Understanding the format of exported data
New option to export to .xlsx
In SurveyCTO v2.70.9, we added the option to export form data directly to .xlsx format. If you use Excel, you should always export to .xlsx format to avoid issues with importing .csv files.
SurveyCTO defaults to exporting data in .csv files – in a comma-separated-value format supported by just about any spreadsheet, database, or statistical analysis software – but also offers .xlsx and .sav export formats for Excel and SPSS users, respectively. For the main data file exported for each of your forms, the first row (also called the "header row") contains field or column names, and each additional row contains data for a specific submission (also called a "filled-out form" or "instance"). Every file includes columns that correspond to the fields in your form, plus the following extra columns:
KEY: a unique identifier for each submission, automatically assigned by SurveyCTO. You can use this key to uniquely identify and track each submission through your entire data pipeline.
instanceID: a duplicate copy of the submission's key (can be ignored).
formdef_version: the version number of the form definition used to fill out the submission. Use this column to make sense of data when your form has changed over time (for more on updating forms, see Updating an existing form).
SubmissionDate: the date and time that the submission was submitted to the SurveyCTO server. This may well differ from the date and time at which the form was initially filled out.

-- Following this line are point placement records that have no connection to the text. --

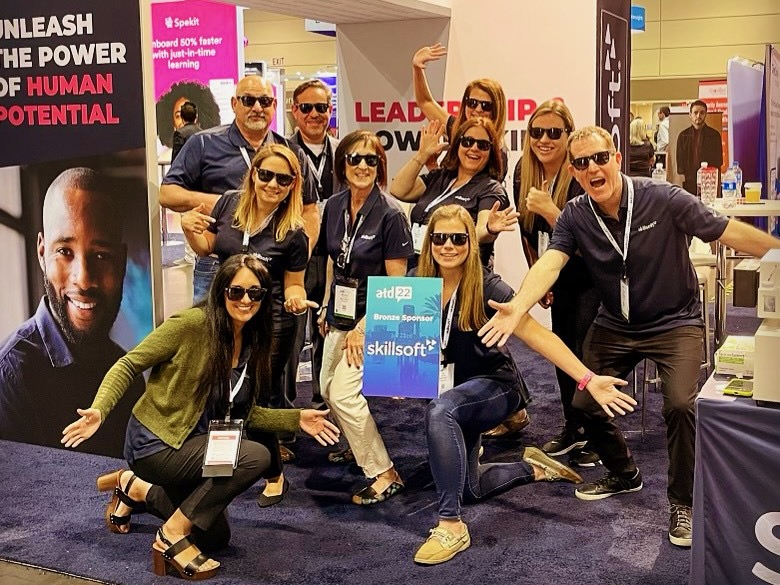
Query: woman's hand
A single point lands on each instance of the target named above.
(353, 346)
(603, 390)
(195, 221)
(314, 423)
(81, 430)
(426, 54)
(298, 306)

review_status (maybe): if the review and correction workflow is enabled for the form and you have chosen to export not-yet-approved submissions, then this column indicates the review status for each submission.
review_comments (maybe): if the review and correction workflow is enabled for the form, then this column includes any comments added to each submission.
review_corrections (maybe): if the review and correction workflow is enabled for the form, then this column includes a history of corrections made to each submission. (Whenever your exported data includes corrections, your export will also include a separate yourformid_correction_log.csv file that contains a complete record of corrections.)
review_quality (maybe): if the review and correction workflow is enabled for the form, then this column includes the quality classification for all reviewed submissions.
Except for some special cases described below, each field in your survey will be exported as its own separate column. The name of each column (the value in the header row of exported files) will simply be the name that you gave the field in your form definition – unless you are exporting data with SurveyCTO Desktop and have selected the option to include group names in column headers. In that case, column headers will include both field names and enclosing groups (e.g., consented-agriculture-crops for a field named crops that's inside groups named consented and agriculture).
Dates and times (like the SubmissionDate column discussed above) are always exported relative to the time zone of the exporting computer – not the time zone of the data-collection device. This is done as a convenience so that data collected in multiple time zones can be easily analyzed relative to a single fixed time zone. (In the case of data published directly from the server to the cloud, the time zone used is always UTC.)
GPS locations captured with geopoint fields are exported as four columns rather than just one; for example, for a field named gpsloc, the four columns would be: gpsloc-Latitude, gpsloc-Longitude, gpsloc-Altitude, and gpsloc-Accuracy (altitude and accuracy will be in meters – and set to exactly 0.0 when unavailable). GPS data collected with geoshape or geotrace fields export into single columns, each of which includes a list of points that represent the polygon or polyline saved; the list of points is separated by semi-colons, and each point has a latitude, a space, a longitude, a space, an altitude, a space, and an accuracy.
Multiple-choice fields that allow the user to choose more than one option (captured with select_multiple fields) are exported as a space-separated list of selected option values (like "1 3" if only options with values 1 and 3 were selected). By default, a series of 1/0 columns for each possible answer value (i.e., a series of "dummy variables") will also be added; for example, a single field named crops that has choice values 1, 2, and 3 would be exported with extra crops_1, crops_2, and crops_3 columns, with submission values of 1 if selected or 0 if not selected. If you don't need the extra columns and want to speed up your exports, you can disable the Export select_multiple responses as a series of 1/0 columns setting in SurveyCTO Desktop.
Fields inside repeat groups can have multiple values for a single submission, so they require the exported data to be structured a bit differently. Repeated data can be exported in either "long" or "wide" format:
Wide: in wide format, additional columns are simply added to the primary export spreadsheet in order to accommodate repeated data. For example, if a household roster included a repeated field named age, then the exported data file would include columns age_1, age_2, and so on; if the maximum number of household members in the data was 21, then there would be 21 age columns and 21 columns for every other field in the roster's repeat group. The server console's Export tab defaults to exporting in this format, and there is an option in SurveyCTO Desktop to include wide-format exports as well.
Long: in long format, a separate row is added for each repeat instance. Since the main export spreadsheet is structured to have only one row per submission, each repeat group exports into a separate data spreadsheet – so a form with repeat groups will export as a primary data spreadsheet plus additional data spreadsheet for each repeat group. Each row in a repeat group's data spreadsheet will have its own unique KEY value, plus a PARENT_KEY value that can be used to link to the primary submission or parent-group data spreadsheet. When exporting to .csv and .sav, each repeat group will be exported as its own file. When exporting to .xlsx, each repeat group will be exported to its own sheet within the workbook. The main form data will be located in the first sheet in that workbook, which will be named "data".
Exported .csv files are encoded in Unicode format (UTF-8) so that they can support the widest possible range of characters and scripts. Unfortunately, Microsoft Excel defaults to importing .csv files as Latin text, so some accents or other scripts may be distorted. If you use Excel, your best option is to always export form data in .xlsx format. See Looking at data in Microsoft Excel for details on how to safely import your data into Excel.
Finally, every SurveyCTO export includes a data export report to help consumers of that data contextualize it. See Data export reports for more on those reports.